Sulle pagine de Linkiesta, il dibattito sulla patrimoniale è vivace. Il prof. Campiglio, ha risposto a un intervento del nostro socio Pietro Modiano. Quali sono le sue riflessioni?
Sono convinto che una parte patrimoniale bassa e selettiva, che interessi i redditi oltre una certa soglia di ricchezza, sia uno strumento utile. La cosa curiosa è che, in questa manovra, la patrimoniale esiste già: il bollo sul deposito titoli, proporzionale al patrimonio, da cui lo Stato incasserà ben 4 miliardi di euro, non proprio una sciocchezza per un’imposta di bollo. Su questo punto da parte del governo c’è stata scarsa trasparenza nei confronti dei cittadini. Anche la tassa per entrare nell’euro era odiosa, ma era condivisa da tutti. Non c’era un dissenso come l’attuale, diffuso e generalizzato, che deriva dalla totale mancanza di credibilità nella politica.
Esistono dei margini per effettuare dei tagli a costo zero?
Tutti gli economisti chiedono una seria spending review, che significa andare a guardare dove è possibile risparmiare. Controllare la spesa pubblica con i tagli lineari premia le inefficienze: se tagliamo a tutti il 10%, si favorisce chi merita un taglio del 30% e si penalizza chi merita invece un taglio del 2 per cento, in quanto virtuoso.
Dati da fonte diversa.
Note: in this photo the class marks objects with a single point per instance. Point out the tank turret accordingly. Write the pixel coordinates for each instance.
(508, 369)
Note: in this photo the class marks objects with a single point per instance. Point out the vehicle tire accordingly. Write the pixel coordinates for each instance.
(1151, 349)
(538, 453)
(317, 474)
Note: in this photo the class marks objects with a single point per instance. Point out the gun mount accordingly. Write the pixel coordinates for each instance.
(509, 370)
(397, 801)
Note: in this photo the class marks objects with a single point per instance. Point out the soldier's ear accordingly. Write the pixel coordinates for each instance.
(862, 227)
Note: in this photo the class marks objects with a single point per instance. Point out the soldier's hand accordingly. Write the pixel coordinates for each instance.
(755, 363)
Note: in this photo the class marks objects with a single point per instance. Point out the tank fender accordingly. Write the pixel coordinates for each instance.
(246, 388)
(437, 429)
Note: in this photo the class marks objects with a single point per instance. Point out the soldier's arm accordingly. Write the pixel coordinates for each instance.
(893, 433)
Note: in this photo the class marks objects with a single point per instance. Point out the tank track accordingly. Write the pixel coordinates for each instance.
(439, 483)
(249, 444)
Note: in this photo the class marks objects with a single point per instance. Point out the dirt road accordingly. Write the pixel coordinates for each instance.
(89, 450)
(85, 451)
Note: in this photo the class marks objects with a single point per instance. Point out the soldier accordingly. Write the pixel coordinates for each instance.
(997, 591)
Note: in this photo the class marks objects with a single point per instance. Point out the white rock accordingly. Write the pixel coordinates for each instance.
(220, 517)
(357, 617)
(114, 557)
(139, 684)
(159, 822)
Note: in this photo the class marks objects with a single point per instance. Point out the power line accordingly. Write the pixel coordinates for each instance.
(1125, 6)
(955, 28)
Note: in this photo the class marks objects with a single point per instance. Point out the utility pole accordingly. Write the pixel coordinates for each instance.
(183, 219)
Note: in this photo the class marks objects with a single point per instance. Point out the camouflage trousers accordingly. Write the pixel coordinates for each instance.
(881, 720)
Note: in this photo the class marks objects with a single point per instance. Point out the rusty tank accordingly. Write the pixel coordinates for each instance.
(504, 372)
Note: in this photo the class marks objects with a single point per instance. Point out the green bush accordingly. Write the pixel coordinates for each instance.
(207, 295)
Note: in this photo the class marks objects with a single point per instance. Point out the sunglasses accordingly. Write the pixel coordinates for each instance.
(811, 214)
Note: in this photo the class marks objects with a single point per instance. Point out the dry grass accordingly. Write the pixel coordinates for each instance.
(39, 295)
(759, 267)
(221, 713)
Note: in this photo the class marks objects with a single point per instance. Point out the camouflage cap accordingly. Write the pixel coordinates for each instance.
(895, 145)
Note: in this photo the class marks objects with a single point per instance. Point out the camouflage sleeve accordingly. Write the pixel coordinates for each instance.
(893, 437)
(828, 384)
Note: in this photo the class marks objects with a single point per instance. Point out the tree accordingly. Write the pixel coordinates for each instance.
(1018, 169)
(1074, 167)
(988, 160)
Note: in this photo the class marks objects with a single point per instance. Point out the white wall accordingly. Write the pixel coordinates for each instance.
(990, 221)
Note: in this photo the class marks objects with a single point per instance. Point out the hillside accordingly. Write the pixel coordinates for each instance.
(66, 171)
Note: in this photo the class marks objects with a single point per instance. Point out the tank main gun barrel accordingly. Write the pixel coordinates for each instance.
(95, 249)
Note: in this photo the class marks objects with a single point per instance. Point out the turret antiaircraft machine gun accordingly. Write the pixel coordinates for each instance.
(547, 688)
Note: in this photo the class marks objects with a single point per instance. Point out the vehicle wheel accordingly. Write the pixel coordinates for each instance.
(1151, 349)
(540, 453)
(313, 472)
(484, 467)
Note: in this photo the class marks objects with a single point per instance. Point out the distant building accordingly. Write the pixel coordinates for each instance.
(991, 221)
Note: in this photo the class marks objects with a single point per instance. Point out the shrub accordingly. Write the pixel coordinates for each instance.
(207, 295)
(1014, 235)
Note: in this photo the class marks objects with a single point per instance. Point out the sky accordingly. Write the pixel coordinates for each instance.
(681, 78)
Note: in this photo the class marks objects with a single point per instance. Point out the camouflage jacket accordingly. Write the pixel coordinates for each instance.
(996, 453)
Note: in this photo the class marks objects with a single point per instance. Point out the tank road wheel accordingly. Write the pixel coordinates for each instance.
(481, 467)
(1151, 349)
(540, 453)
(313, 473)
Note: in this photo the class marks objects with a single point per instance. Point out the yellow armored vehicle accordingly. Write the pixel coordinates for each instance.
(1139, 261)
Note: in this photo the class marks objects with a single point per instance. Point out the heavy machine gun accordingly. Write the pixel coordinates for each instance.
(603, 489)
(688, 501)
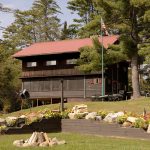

Bisogna inoltre portare avanti una riforma federalista in favore degli enti locali, che hanno una capacità di spesa immediata e possono favorire – attraverso gli appalti, per esempio – le imprese sul territorio. Non condivido l’idea per cui le riforme in tempo di crisi non si fanno, anzi. Si poteva affrontare il problema dello spostamento del peso fiscale dal lavoro al capitale, per non parlare dell’evasione fiscale, soprattutto quando 3 punti percentuali di spread in più costano allo Stato 40-45 miliardi di euro l’anno. Infine, mettere mano al sistema delle pensioni per renderle flessibili.
Quali le riforme immediatamente realizzabili?
Andare avanti con le liberalizzazioni, ad esempio nella distribuzione commerciale, dove mi sembra siano stati fatti dei passi indietro di tipo protezionistico, e sulla riforma delle professioni. Lo dice alla prime righe qualsiasi manuale di economia: quando il prezzo di un bene o servizio include una rendita c’è un surplus di inefficienza.